ACEsuit / Polynomials4ML.jl

Polynomials for ML: fast evaluation, batching, differentiation
MIT License
12 stars 5 forks source link

Simpler Static Product #50

Closed cortner closed 1 year ago

cortner commented 1 year ago

This is a suggestion to replace the static product implementation with a recursive code. It is much simpler, because it avoids all the code generation, and it is only marginally slower. This is basically because the compiler will fully resolve and inline the recursion for us.

The old implementation has a lot of additional functionality that the new code doesn't yet provide. So I'm open to keeping both. But for the sake of cleanliness we should also consider replacing the old implementation entirely.

CheukHinHoJerry commented 1 year ago

I will take a closer look at it tmr.

CheukHinHoJerry commented 1 year ago

I did a quick btime and it seems that the new code is even faster than the previous one?? Or did I do something wrong?

ORD = 5
valNB = Val(ORD) # 100 ns
@btime P4ML._prod_ed($b.data, $valNB) # 120.00 ns
@btime P4ML._grad_static_prod($b.data) # 116.54 ns

Both of them eval and diff at the same time.

cortner commented 1 year ago

Interesting- maybe my previous comparison was against only grad - or I changes something else. Not sure...

cortner commented 1 year ago

If you like this, we can label the PR as WIP, bring it to feature parity and remove the old code. But as I said above I'm also happy to keep both for the time being and only experiment with the new static product in the model components that I'm currently extending or rewriting.

CheukHinHoJerry commented 1 year ago

I like this more than the previous one and I guess this would actually be even faster than before.

There is also a ‘prod_ed2’ functionality that the new implementation needs. After we work that out I can do a quick btime and replace all the old static prod with the new one to see what we lose/gain.

I suggest to work everything out in this PR if you are not in urgent merging that?

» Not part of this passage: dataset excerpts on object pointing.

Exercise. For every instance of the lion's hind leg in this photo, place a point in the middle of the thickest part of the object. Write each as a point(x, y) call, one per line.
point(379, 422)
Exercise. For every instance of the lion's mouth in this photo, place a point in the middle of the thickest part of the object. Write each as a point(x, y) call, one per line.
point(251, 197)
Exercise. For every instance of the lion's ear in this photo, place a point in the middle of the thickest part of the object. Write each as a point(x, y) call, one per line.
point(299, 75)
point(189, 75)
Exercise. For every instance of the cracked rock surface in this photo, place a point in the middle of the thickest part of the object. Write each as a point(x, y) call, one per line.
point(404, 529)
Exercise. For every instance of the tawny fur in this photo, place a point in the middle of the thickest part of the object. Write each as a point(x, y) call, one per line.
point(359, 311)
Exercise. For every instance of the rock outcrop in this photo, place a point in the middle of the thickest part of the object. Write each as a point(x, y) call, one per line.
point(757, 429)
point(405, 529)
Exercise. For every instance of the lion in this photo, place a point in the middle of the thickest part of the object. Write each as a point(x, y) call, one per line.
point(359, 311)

cortner commented 1 year ago

ok for me. Please feel free to push to it. I won't need anything else from it at the moment so won't edit it further.

CheukHinHoJerry commented 1 year ago

Sure. Thank you.

CheukHinHoJerry commented 1 year ago
@btime evaluate_ed!(bA, bdA, basis, bBB) # 1.151 μs
@btime evaluate_ed!(bA, bdA, basis2, bBB) # 1.156 μs

This is the sparseproduct btime. Basically no difference I guess since most of the time are used for memory access/overwrite. I suggest simply replace the previous product with the new one and put the old one in backup in case we need that later. Sounds good? @cortner

cortner commented 1 year ago

I'm ok with that. Thanks for testing this.

cortner commented 1 year ago

I wonder whether _grad_static_prod should be renames _static_prod_ed -- that would be more consistent with evaluate_ed??

CheukHinHoJerry commented 1 year ago

Agree. I will do that now. Another problem is that there is a _code_prod_ed2 function that I haven't figure out its recursion yet. I will use the previous one for now. That function is only used in frule of sparseproduct which I think we don't want to focus on now.

cortner commented 1 year ago

Can't you just forwarddiff the gradient?

CheukHinHoJerry commented 1 year ago

Sorry I am a bit confused about what was implemented ... Neither frule of sparseproduct or _code_prod_ed2 is tested and I expect the second order derivatives are all zero?

cortner commented 1 year ago

I don't understand your last comment. I hadn't planned to implement frules for _static_prod at all. By "forwarddiff" I just meant to use ForwardDiff or even directly evaluate _static_prod_ed using a chunk of duals.

but if this is not needed right now, then I would prefer we document, merge and write an issue to document which methods are missing.

I expect the second order derivatives are all zero?

why?

CheukHinHoJerry commented 1 year ago

What _code_prod_ed2 is in my mind is the second derivative of $x_1 x_2 ... x_N$ with respect to each $x_i$ and they are all zeros? Please correct me if I am wrong...

And yes I did the renaming and we can just do the merge.

cortner commented 1 year ago

I see - no I think it should be the hessian

CheukHinHoJerry commented 1 year ago

That's why... Sorry for misunderstanding that. The previous implementation uses the fact that the Hessian is symmetric and it only stores the lower triangular entries. I tried with ForwardDiff and it is much slower than the current version.

But I think we don't need this now so we can just merge as you suggested?

cortner commented 1 year ago

ok - will do.

cortner commented 1 year ago

merging now so I can finalize the next PR - if any problems remain we can catch them there.